Every dictionary .dic file that I looked at English/German/French/etc. for LibreOffice, and from OOo's own site, is shown as the following:
line 1:  the number of words in the list
line 2 through the end:  the list of words and any control codes

All of the dictionaries are in .oxt files and they are a type of archives.

The largest dictionary I have is Irish/Gaeilge, which is about 7 meg in size for the .oxt file, but the .dic file inside it is about 2 meg. The Thesaurus and hyphenation files are most of the rest of the file size.

I do not know about any .oxt files that are in a "binary" format. Maybe the .dic files are converted to a binary somewhere, but not in dictionary creator's end.

When using my dictionaries, I do not notice any slowing down of the loading process. Even with all of my American English .oxt file enabled, plus the largest British English and Canadian English enabled. I do not know what "binary conversion" takes a long time, but I do not see it.

I have the the Australian .oxt file with the .dic file from 2008-12-15, also the Australian Medical dictionary with its .dic file from 2008-07-01. Neither .dic files are in a binary format. When opened they are just an ASCII text file in an archived file. There are control codes after some of the words in that .dic file, so maybe that was what too time to create - words and their control codes.

Here is a link to the English dictionary section and Australian is the first ones listed.

Now, I have large word lists in my .dic files. 6.4 meg for the 638K word size. But there is no control codes in my .dic files except the top line stating the number of words in the list.

Now, I offer several word list sizes for my dictionaries; 98K, 217K, 390K, and 638K words, with no 98K for Canada since I did not have a word list [yet] that size to use for one. So if the user wants to use the 98K word list for their spelling words, they can do it. There is the 638K word list dictionary since someone on this list asked me for a dictionary with the largest word list that I had. I asked before I made them.

As for seeing these in the .dic files I got from the OOo dictionary list, sorry I did not see them.
           OOoUserDict1             OOoUserDict1
           lang: en-US      OR        lang: de-DE
           type: positive           type: positive

Maybe they are are created in the folder that they reside in after LO/OOo loads them up through the Extension Manager. I know that I used some of these dictionaries when I used OOo 3.x.x and they were still 500K or more for the .dic files then.

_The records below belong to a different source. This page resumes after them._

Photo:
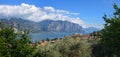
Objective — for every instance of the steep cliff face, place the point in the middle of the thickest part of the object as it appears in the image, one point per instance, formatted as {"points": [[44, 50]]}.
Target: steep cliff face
{"points": [[46, 26], [59, 26]]}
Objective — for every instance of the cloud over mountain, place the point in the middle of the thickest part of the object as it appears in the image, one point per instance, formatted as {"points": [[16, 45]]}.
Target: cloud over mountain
{"points": [[33, 13]]}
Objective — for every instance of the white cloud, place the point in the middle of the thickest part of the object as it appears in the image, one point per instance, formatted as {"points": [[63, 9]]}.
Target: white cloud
{"points": [[33, 13]]}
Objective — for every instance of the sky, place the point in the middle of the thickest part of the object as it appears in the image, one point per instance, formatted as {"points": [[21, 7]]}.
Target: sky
{"points": [[83, 12]]}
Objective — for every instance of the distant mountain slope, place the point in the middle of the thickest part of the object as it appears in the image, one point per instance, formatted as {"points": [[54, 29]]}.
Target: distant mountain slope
{"points": [[46, 26], [59, 26], [91, 29]]}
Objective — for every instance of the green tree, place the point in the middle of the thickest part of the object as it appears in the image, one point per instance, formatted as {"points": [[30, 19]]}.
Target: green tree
{"points": [[14, 45], [111, 34]]}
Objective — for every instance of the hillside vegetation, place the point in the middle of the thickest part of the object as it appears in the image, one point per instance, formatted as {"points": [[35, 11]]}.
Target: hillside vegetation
{"points": [[104, 43]]}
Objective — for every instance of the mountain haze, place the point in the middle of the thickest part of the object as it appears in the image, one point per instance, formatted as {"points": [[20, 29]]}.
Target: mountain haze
{"points": [[44, 26]]}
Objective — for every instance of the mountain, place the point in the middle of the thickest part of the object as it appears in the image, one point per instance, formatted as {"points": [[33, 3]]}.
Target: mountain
{"points": [[46, 26], [90, 29], [59, 26]]}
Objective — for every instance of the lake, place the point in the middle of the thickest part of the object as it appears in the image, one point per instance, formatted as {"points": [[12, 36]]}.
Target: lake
{"points": [[43, 36]]}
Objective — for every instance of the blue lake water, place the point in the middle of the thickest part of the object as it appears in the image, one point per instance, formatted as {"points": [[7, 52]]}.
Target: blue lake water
{"points": [[43, 36]]}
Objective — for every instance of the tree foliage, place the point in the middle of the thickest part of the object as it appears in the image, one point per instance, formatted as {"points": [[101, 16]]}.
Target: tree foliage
{"points": [[14, 45], [111, 34]]}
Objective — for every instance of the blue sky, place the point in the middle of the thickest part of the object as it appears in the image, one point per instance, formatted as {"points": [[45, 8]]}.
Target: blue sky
{"points": [[90, 11]]}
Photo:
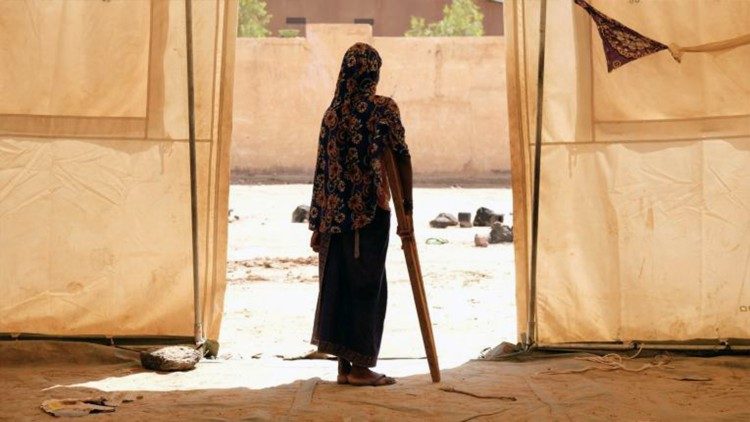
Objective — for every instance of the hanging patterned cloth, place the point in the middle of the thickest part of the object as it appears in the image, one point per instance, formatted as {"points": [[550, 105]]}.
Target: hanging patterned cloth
{"points": [[621, 44]]}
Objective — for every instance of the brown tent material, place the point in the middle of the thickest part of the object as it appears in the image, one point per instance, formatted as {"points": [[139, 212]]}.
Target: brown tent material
{"points": [[644, 218], [95, 233]]}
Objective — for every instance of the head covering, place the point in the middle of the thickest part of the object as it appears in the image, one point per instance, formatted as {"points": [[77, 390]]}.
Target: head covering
{"points": [[350, 181], [360, 72]]}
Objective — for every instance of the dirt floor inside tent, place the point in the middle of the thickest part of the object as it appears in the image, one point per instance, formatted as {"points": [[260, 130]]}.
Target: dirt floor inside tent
{"points": [[689, 389], [269, 306]]}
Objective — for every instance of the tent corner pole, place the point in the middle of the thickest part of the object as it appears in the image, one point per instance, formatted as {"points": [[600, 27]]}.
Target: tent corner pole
{"points": [[198, 321], [531, 329]]}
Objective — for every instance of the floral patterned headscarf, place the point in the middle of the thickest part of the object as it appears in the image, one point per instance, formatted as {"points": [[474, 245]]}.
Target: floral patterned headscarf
{"points": [[360, 72], [350, 180]]}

There is a 8074 word list with a .dic file of 87.9KB. How many words would be in a 22K .dic file? Where did you get that 22K size info? I went to the .libreoffice hidden folder [Ubuntu 10.04] and not one of the .dic files listed there are anyway near that 22K size. Most are in the 1 to 3 MB range.

I did a lot of looking into what documentation I could find for creating a language dictionary, and nowhere did I find any info about file sizes and converting the .dic files to a binary format. I know binary as something other than a file that shows the actual "text" of the file in a text editor. I have seen "true binary" files when I had to program in Assembly and C. The resulting files ended up into a binary format unreadable in a text editor. The .dic files are not like that, as far as I can see. So I do not know what "binary conversion" you are talking about.

Also, if you download my dictionaries [making sure there is the .oxt file extension is there], then install it using the Extension Manager, you will have to issues. I have installed them on Ubuntu computers and Windows computers with equal results. SO, my dictionaries work as they are.

All I was really wanting to know was how far should I go with the number and types of words for these dictionaries. All the English words, plus English medical and chemistry add up to over 736,000 words [with not control codes after them].